= Claudine de La Tour-Turenne =

French lady-in-waiting

Claudine de La Tour-Turenne (1520–1591) was a lady-in-waiting of Marguerite de Valois (1553–1615), the spouse of the French king Henri IV (1553–1610). By birth, she was member of the House of La Tour d'Auvergne.

==Early life==
She was born in 1520 as the eldest child of François II de la Tour, Vicomte de Turenne (1497-1532) and his second wife Anne de La Tour de Boulogne, Dame de Montgascon (1492-1530).

==Marriage==
On October 31, 1535, Claudine married, at the age of 15, Justus II, seigneur of Tournon and count of Roussillon (1510–1557). They had a son and a number of daughters:

- Just Louis IV de Tournon, Count de Roussillon, Baron de Durteil (d. 1617), married Madeleine de La Rochefoucauld. They had two daughters:
  - Madeleine; married to Gaspard d'Alègre, Seigneur de Beauvoir; no issue
  - Francoise (b. 1621); married to Gaspard de Polignac, Vicomte de Polignac, Marquis de Chalencon (1579-1659). They were ancestors of Dukes of Polignac and House of Monaco.
- Claudine de Tournon-Roussillon (d. 1600), married Philibert de Rye, Count de Varax (d. 1597).
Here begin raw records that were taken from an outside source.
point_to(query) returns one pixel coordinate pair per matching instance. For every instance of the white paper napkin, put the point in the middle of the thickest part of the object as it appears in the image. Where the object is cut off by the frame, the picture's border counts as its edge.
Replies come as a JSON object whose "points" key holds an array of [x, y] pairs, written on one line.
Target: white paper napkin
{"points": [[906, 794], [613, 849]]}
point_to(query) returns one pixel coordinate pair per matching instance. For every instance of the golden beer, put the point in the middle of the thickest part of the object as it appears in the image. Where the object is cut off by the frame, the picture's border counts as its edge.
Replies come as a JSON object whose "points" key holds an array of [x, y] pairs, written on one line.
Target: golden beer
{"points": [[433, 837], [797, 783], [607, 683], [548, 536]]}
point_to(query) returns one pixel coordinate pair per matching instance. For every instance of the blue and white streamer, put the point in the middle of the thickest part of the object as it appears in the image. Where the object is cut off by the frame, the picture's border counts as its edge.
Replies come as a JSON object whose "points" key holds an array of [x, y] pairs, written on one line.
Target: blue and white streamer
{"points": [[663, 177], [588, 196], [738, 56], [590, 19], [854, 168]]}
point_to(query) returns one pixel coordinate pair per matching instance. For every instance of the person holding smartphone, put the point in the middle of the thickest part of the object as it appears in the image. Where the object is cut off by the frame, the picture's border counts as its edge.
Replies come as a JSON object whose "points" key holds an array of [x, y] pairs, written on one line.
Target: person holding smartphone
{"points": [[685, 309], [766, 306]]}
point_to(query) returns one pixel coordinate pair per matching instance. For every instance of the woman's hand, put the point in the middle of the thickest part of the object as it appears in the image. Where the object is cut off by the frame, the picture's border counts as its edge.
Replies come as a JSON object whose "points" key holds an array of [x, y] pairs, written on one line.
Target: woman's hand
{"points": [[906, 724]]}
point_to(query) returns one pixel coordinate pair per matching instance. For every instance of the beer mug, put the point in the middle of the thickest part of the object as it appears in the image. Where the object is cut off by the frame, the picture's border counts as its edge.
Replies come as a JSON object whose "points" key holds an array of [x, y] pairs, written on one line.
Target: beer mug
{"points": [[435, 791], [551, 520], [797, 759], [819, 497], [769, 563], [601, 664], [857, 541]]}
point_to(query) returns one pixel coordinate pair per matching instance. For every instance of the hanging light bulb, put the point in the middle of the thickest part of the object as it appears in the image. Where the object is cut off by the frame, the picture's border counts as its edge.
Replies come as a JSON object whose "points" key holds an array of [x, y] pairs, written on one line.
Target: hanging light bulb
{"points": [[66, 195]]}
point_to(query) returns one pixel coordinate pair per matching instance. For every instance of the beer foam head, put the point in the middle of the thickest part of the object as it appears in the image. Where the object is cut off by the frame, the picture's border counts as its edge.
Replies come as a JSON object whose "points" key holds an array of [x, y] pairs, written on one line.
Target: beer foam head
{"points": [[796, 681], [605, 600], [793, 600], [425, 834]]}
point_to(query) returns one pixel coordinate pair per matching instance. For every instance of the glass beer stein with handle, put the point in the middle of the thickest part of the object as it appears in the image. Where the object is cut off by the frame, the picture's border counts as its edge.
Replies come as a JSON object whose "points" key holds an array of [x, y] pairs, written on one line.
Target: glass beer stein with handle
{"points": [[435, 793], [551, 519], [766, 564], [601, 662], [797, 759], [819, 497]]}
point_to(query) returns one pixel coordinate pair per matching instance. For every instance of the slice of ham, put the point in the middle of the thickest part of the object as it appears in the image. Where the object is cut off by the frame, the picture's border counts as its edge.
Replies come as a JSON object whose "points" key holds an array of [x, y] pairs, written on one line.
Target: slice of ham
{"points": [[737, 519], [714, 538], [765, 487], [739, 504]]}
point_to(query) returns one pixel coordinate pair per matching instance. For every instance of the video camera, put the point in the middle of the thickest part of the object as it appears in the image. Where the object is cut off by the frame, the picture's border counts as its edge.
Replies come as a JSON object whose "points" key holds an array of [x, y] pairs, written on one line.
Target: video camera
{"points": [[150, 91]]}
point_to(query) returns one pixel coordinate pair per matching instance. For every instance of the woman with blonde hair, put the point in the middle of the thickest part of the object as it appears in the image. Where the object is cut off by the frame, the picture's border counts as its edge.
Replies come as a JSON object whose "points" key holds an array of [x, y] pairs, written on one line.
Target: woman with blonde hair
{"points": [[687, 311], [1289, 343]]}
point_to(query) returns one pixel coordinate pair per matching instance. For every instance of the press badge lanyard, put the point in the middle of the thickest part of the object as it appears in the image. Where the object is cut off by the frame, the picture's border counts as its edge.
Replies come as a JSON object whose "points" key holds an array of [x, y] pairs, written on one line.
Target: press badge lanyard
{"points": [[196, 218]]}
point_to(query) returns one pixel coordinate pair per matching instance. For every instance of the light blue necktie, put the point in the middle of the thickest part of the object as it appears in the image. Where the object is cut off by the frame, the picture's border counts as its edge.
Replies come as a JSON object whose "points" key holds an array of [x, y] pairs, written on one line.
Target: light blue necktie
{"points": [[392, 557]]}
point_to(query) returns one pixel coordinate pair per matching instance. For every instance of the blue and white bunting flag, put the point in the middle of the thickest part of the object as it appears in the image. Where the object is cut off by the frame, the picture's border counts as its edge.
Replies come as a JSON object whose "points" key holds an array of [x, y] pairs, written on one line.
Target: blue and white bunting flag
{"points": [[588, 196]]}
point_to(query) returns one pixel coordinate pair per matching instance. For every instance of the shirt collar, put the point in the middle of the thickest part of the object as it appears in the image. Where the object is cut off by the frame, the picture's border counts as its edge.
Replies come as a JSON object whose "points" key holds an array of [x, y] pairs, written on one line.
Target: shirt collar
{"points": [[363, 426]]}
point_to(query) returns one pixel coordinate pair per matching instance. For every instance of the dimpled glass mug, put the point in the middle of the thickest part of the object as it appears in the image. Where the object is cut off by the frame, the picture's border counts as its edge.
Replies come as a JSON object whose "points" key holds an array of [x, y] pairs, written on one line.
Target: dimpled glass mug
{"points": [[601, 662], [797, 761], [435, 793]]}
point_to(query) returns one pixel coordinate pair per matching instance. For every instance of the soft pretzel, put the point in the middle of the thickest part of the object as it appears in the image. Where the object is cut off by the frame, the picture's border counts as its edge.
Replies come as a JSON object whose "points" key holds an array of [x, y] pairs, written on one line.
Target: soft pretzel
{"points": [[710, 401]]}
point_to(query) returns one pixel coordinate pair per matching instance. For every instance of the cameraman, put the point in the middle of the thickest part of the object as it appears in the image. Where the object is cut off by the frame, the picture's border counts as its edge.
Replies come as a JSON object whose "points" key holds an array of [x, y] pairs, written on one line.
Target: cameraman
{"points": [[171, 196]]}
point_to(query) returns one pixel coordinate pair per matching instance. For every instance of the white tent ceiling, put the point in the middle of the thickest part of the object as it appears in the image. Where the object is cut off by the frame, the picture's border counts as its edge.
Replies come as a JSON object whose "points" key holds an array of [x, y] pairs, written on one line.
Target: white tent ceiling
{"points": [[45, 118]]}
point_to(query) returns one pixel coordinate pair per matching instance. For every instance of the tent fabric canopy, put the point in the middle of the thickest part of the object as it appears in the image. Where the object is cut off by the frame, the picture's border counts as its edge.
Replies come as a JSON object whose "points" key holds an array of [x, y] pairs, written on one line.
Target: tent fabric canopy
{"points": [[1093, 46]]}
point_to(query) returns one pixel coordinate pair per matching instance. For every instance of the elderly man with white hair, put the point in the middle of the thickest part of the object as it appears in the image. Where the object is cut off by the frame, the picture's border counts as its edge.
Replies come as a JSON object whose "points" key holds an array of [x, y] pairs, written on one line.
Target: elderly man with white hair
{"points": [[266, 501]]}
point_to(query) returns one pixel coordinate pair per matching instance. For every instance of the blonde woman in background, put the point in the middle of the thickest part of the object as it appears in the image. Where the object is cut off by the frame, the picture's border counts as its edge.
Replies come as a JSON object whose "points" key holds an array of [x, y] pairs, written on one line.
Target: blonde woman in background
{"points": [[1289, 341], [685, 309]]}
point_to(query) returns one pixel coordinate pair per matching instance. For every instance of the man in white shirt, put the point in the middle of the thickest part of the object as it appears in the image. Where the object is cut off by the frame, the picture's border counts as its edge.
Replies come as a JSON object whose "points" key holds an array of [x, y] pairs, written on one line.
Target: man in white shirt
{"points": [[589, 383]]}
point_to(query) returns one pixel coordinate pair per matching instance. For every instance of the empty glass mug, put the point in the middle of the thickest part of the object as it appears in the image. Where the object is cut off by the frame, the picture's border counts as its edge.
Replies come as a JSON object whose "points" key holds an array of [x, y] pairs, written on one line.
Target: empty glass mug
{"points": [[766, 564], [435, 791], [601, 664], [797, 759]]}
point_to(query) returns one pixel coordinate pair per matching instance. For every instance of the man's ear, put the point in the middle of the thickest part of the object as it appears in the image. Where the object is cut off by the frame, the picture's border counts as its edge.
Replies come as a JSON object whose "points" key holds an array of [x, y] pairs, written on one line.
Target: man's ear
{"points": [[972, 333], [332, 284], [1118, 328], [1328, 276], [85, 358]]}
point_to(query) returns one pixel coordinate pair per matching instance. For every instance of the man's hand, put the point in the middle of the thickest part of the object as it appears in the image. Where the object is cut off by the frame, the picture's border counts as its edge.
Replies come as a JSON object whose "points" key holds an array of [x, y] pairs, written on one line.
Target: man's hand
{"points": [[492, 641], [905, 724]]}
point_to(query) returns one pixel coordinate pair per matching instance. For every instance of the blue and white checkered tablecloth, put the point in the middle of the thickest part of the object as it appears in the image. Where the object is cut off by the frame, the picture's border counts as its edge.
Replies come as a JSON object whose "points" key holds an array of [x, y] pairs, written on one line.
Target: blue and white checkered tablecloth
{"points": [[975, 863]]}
They had at least six children:
  - Claude de Rye, baron of Balançon, appointed gentilhombre de la cámara to the Cardinal-Infant on 2 May 1635, married Claudine-Prospère de la Baume; daughters Madeleine and Eléonore were ladies-in-waiting to Isabella Clara Eugenia, sovereign of the Netherlands.
  - François de Rye, sumilher da cortina of the archdukes in 1606.
  - Christophe de Rye de La Palud, Count de Varax (d. 1637); married Eleonore de Chabot (1570–1618); had issue.
  - Anne-Marguerite de Rye, married Guillaume de Richardot, baron of Lembeek and later count of Galmaarden.
  - Antoinette de Rye, married Gaspar, the uncle of Ferdinand le Blanc d'Andelot
  - Alexandrine de Rye (1589–1666); married Count Leonhard II von Taxis (1594-1628). They were progenitors of the House of Thurn und Taxis.
- Hélène de Tournon, a maid of honour to Margeruite de Valois; died of a sudden illness as Marguerite and her retinue were traveling by boat through the bishopric of Liège.

== Legacy ==
It has been suggested that the references to "bright queen Margot" and "Claudine" in Mikhail Bulgakov's novel The Master and Margarita are references to Claudine, mother of a large family and widowed at 37, and Marguerite.